Most of these credits wound up in the EU’s Emissions Trading Scheme. Because of the faulty credits, the EU’s emission reduction goal may have been pulled down by 400 million tonnes of CO2, or $2 billion at the current credit valuation on the market. On the bright side, not all stakeholders cheated. In countries like Poland and Germany the initiative was a sound success, with 70% credit integrity and a whooping 96%, respectively. That’s because these countries chose to strictly regulate who they let enter the market.

It’s superfluous to mention just how disastrous this all sounds. But don’t discount offsetting through carbon trading just yet. It’s still a good idea, in theory. It’s just that there has to be very firm and strict regulations at stake.
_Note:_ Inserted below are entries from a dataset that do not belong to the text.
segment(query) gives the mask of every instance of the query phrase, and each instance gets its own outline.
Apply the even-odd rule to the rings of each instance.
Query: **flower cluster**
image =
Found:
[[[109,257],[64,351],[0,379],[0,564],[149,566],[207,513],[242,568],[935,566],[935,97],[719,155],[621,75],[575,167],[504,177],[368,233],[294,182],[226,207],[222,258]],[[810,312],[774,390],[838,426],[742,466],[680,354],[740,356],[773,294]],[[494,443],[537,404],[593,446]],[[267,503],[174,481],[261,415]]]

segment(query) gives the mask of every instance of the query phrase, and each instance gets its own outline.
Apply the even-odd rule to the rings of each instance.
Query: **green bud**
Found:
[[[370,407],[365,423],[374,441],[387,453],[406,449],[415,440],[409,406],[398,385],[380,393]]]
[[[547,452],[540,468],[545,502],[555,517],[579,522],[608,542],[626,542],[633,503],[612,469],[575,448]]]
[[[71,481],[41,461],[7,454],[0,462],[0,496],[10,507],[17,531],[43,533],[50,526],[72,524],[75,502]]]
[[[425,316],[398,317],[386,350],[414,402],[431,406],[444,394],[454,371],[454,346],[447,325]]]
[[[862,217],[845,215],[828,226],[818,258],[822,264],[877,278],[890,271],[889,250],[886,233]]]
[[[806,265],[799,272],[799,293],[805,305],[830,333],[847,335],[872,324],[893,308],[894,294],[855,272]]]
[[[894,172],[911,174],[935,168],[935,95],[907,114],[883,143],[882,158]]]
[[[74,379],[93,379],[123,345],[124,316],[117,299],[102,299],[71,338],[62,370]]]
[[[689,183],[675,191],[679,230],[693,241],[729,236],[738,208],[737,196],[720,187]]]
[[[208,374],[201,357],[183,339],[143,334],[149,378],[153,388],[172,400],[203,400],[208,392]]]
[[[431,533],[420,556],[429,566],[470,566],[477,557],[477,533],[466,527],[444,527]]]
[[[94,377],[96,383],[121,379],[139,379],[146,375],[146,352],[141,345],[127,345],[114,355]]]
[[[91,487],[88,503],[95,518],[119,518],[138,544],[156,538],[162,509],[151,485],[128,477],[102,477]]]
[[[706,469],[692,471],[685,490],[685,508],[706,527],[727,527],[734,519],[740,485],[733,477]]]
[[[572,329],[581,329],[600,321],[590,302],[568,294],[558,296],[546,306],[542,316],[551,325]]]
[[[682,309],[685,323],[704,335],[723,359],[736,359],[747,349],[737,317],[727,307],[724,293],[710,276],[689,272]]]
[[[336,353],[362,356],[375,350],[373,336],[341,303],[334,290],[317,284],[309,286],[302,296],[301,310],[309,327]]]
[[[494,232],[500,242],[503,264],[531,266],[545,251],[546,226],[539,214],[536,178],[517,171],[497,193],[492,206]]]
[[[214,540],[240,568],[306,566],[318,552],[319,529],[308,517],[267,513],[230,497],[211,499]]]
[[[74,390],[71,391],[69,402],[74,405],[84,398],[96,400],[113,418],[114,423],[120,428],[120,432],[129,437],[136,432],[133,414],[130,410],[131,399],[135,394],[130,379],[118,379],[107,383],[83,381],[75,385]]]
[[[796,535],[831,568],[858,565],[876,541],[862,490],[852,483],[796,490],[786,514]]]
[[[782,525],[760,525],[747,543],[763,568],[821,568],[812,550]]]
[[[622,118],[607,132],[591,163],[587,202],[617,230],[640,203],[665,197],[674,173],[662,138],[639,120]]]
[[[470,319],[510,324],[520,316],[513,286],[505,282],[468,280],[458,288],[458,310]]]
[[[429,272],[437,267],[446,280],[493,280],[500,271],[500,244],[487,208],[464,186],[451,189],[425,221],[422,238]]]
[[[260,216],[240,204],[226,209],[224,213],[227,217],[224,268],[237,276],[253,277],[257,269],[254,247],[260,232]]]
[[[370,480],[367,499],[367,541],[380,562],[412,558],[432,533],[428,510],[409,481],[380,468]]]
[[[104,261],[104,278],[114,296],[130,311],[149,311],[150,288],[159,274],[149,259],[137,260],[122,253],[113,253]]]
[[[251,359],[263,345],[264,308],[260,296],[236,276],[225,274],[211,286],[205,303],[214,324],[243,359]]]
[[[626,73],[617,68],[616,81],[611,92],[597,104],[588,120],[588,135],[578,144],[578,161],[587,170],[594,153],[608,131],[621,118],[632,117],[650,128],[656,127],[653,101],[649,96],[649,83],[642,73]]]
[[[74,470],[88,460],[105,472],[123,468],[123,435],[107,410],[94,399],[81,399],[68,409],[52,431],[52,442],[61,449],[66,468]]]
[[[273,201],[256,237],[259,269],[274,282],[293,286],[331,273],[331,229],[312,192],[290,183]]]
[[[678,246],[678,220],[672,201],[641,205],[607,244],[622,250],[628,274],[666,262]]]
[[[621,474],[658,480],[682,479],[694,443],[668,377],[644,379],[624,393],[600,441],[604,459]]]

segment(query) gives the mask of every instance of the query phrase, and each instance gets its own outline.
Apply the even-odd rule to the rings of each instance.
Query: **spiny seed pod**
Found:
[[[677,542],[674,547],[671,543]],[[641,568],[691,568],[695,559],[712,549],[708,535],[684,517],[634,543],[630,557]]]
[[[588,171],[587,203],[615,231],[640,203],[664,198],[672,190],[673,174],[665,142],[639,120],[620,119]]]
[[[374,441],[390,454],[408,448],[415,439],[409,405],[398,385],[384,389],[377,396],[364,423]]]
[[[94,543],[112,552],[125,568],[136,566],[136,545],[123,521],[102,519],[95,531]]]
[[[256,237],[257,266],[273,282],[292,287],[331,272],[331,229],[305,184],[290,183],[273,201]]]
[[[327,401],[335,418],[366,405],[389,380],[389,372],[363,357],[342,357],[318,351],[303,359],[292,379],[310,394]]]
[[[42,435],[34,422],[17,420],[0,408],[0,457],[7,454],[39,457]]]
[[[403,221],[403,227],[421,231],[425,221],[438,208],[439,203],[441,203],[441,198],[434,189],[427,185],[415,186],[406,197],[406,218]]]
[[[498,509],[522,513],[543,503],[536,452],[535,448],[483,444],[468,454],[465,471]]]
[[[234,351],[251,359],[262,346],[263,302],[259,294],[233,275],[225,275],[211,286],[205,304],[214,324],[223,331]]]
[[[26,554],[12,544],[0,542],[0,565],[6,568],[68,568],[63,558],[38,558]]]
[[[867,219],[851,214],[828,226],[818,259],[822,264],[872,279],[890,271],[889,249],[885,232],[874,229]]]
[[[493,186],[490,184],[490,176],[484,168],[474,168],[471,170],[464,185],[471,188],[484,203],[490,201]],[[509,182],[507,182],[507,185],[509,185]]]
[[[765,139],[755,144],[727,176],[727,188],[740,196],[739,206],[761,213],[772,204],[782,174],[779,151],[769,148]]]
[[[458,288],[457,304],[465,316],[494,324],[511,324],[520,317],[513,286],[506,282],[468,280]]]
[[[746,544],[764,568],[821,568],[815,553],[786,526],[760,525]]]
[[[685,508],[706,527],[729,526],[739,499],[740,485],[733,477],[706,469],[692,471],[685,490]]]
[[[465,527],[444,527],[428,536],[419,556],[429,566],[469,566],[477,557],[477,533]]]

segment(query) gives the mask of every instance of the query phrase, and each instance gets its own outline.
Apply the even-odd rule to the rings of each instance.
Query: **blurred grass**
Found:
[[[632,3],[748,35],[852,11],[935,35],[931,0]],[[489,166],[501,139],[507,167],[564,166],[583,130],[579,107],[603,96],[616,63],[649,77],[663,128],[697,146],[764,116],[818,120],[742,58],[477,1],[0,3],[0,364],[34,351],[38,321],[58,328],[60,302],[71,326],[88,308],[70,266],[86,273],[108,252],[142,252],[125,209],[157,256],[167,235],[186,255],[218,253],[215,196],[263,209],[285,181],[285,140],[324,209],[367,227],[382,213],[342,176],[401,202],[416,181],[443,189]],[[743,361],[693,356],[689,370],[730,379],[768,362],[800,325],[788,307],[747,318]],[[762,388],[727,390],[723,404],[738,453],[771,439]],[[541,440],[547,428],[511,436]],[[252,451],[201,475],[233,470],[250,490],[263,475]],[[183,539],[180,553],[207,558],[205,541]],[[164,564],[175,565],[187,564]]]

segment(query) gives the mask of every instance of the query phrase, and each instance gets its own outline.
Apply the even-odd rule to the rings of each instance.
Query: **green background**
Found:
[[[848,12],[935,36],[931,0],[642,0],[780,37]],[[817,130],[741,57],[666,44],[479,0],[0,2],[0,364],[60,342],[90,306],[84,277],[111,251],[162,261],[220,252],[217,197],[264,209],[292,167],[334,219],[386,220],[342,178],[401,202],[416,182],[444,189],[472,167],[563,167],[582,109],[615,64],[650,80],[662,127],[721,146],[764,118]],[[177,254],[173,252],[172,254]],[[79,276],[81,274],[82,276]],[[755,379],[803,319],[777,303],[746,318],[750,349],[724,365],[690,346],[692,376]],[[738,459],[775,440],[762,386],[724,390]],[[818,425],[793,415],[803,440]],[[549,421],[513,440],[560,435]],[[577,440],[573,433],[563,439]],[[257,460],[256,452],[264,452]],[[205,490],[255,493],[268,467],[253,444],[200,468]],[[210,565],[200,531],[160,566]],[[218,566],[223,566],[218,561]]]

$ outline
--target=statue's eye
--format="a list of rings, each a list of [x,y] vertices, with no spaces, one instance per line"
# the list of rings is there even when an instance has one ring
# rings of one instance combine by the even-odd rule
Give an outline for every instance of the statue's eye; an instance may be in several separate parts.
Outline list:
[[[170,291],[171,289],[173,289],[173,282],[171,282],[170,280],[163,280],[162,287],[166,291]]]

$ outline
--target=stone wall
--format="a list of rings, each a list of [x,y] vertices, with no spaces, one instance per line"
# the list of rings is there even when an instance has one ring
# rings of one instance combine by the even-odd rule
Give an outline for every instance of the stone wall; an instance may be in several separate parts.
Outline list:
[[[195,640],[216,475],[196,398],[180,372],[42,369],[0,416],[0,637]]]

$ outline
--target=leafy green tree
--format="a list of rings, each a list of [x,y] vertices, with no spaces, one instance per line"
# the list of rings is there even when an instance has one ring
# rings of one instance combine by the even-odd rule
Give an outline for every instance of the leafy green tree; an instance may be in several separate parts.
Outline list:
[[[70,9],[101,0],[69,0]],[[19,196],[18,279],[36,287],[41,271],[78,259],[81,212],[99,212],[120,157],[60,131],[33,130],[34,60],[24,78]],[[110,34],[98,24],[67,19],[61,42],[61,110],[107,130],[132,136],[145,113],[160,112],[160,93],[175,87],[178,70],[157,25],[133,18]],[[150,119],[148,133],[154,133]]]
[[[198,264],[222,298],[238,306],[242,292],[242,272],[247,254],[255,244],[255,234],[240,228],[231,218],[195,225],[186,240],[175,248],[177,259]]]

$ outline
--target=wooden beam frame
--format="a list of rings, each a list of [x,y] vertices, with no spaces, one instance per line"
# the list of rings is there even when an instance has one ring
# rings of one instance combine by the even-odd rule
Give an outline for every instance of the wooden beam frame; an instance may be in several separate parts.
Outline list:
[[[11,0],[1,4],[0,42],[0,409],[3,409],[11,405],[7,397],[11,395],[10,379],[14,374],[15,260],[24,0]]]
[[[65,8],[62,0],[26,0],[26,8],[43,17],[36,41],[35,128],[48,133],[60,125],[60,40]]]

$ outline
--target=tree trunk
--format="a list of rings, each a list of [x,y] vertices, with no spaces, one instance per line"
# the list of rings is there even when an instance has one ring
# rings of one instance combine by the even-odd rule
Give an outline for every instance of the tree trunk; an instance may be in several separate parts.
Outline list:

Most importantly, an international panel which is harder to influence through local politics needs to do most of the important regulating work, like deciding who can get it and who can stay.

“In future, we need to do better and we can do better, but the devil will be in the detail and tighter controls will be needed,” said James Wilde from the Carbon Trust.

“If firms are to invest at scale driven by a price for carbon, they need to know that the schemes setting this price in future will be robust and survive for the lifetime of investments.”